My focus today was to convert all of the content for the new Community Housing Network site and get it published on the test server. I think I went through about ten or fifteen files, checking for errors, making slight tweaks, and, in general, preparing the data for public viewing. When I had finally completed the last file, I updated the search index on the test site and looked for all of the incomplete pages.

There are still 25 of them left to go.

It's funny, but I don't think a lot of people have a good understanding of how much work goes into creating even a moderately large site like this one. Between designing and implementing the look of the site, structuring the data to make it easy for visitors to find what they need, and creating the content that they will be using, weeks or even months can go by before everyone is satisfied.

And that isn't even going into more complex sites which might require backend databases, or those that require a significant effort for search engine optimization.

I'm sure other professionals run into problems like this, too, but I almost have to laugh when someone asks me how much a website costs. One of my friends came up with a snappy answer (though I think I would be gentler with my prospects):

How much does a bag of groceries cost?

So, how do you deal with the "How much does it cost?" question?


Jacki Hollywood Brown said...

How much does it cost????
How much work are YOU willing to put into it?

Andrew said...

As an Search Engine Optimization consultant, I wish I could always charge a fee that is proportional to the value to the client.

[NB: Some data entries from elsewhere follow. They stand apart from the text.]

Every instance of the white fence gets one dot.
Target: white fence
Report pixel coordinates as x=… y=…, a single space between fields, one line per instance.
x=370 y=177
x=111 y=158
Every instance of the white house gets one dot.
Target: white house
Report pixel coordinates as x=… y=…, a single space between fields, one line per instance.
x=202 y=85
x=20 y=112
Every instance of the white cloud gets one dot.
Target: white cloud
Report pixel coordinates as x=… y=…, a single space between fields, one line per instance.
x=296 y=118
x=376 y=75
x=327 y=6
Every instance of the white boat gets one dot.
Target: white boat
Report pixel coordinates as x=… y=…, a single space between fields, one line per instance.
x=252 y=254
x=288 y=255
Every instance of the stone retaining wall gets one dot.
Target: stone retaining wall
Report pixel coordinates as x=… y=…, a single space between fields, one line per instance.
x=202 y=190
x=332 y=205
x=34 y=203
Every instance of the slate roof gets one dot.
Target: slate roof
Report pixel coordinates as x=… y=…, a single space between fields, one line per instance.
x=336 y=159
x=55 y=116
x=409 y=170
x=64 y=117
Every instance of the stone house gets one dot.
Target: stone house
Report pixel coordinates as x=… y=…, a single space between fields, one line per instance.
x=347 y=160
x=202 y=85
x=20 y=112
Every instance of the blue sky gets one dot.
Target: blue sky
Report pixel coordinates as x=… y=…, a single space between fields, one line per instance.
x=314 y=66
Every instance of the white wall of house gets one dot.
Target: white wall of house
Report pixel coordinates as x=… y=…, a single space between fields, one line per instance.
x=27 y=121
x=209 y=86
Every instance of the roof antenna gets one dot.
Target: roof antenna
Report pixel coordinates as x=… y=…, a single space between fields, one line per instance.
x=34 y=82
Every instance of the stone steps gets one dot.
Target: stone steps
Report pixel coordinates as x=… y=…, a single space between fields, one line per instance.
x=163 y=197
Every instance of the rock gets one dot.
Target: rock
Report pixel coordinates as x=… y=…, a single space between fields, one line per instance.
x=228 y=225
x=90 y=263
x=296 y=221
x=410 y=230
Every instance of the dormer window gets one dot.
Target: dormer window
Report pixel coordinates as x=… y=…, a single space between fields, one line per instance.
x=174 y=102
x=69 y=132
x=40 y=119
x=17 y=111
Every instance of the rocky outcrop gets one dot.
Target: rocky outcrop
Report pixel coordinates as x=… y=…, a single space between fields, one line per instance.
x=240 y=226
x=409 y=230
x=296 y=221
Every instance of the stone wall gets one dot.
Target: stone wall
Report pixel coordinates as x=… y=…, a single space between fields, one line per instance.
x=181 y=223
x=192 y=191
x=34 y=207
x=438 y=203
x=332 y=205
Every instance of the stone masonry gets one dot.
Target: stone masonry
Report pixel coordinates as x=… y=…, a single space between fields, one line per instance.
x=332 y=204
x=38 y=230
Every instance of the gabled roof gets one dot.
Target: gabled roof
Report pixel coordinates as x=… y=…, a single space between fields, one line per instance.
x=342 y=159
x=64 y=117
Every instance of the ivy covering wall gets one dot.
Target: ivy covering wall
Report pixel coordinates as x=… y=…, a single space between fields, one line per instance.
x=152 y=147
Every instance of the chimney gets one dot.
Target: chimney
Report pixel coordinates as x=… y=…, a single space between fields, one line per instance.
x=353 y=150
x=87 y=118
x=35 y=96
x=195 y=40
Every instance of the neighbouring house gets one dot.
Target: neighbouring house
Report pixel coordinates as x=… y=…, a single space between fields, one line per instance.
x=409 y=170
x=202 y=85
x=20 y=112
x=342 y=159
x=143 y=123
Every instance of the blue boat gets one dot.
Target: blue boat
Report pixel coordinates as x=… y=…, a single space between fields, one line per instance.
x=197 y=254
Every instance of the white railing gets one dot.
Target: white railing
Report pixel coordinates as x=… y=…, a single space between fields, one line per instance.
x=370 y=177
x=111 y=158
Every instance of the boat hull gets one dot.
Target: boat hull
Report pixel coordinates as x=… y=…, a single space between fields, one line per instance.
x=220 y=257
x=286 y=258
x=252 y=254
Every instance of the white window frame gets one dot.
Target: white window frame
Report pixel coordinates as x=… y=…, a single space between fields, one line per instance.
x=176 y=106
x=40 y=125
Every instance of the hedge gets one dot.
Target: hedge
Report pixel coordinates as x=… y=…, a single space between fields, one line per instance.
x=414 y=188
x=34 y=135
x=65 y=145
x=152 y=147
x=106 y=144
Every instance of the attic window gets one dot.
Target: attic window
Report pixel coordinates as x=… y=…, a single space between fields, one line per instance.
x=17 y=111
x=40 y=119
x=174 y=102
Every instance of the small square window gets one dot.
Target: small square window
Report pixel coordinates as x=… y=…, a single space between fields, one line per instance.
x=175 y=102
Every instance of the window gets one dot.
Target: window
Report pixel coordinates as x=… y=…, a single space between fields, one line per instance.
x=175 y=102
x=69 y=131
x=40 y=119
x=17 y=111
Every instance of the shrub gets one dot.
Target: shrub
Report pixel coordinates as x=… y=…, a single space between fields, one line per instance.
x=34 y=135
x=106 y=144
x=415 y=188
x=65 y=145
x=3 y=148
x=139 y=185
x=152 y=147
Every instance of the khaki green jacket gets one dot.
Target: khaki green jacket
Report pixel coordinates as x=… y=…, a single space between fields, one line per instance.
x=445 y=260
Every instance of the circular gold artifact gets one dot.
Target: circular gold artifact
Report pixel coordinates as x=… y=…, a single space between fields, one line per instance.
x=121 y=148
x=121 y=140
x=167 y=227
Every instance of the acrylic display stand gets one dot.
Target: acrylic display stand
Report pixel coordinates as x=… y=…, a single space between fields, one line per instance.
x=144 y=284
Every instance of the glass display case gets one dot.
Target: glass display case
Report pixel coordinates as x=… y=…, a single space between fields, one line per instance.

They more they have to gain, the more they should be willing to invest in SEO.

The reality is, most people can easily understand an hourly rate or flat fee based on an agreed-upon scope. That is how I price most of my engagements.

I have heard of some SEO consultants that have been able to charge a commission based on demonstrable incremental web traffic and/or sales. The challenge is in being able to identify the incremental sales and attribute it to SEO. Of course, if you have that level of insight into your web analytics you're on the right track. If not, keep working at it!